Using bddToDot is not mandatory for completing the homework. It is very possible to test your results by traversing your unique table and comparing to expected answers. If you would like to use it however, then please read on. When I made the choice to use C++ and CUDD rather than Java JBDD, I lost the simple functions f.getHigh() and f.getLow(); these are internal to CUDD and not available for public consumption. CUDD also does not have the “basic” cofactor that we discussed in class:

BDD basicCofactor(BDD f, int v, int pos) {
if (v > f.getVariable()) {
assert(0);
}
if (v == f.getVariable() && pos == 1) {
return f.getHigh()
}
if (v == f.getVariable() && pos == 0) {
return f.getLow()
}
return f;
}

CUDD does provide several versions of the more powerful cofactor that operates not on just a variable but any arbitrary function. One of these more powerful cofactor methods is restrict. The function f.Restrict(g) returns a new function that is f only variables in f are restricted to specific values which are those that make g true.

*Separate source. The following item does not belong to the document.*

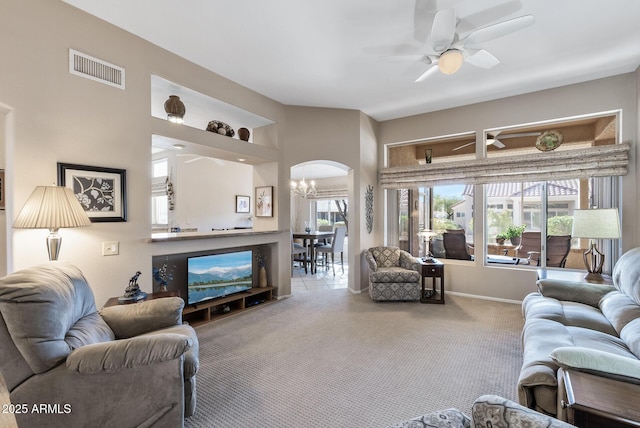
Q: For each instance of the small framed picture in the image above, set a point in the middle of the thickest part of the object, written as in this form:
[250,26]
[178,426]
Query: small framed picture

If you call restrict as

BDD x = bddMgr.getVar(2);
f.Restrict(x);

The you get the function f with x set to true, which is a positive cofactor. f.Restrict(~x) is the negative cofactor. The Restrict method devolves into our basic cofactor if you only call it as suggested above (i.e., the answer is always either this.getLow(), this.getHigh(), or this). If you want to use bddToDot, then you need to add back into the interface the restrict function: BDD BDD::Restrict(BDD g) And implement that function in a manner similar to basic cofactor as below:

BDD Restrict(BDD g) {
if (isOne() || isZero()) return *this;
int varIng = g.getVariable();
int varInf = this.getVariable();
BDD high = g.getHigh();
BDD low = g.getLow();
// Make sure g is a variable or a negated variable
assert (high == bddMgr.getOne() || high == bddMgr.getZero());
assert (low == bddMgr.getOne() || low == bddMgr.getZero());
if (varIng > varInf) {
assert(0);
}
if (varIng == varInf) {
if (high == bddMgr.getOne())
return this.getHigh();
else
return this.getLow();
}
return *this;
}

The above code is only a template, and you will need to satisfy yourself that it is correct (or otherwise).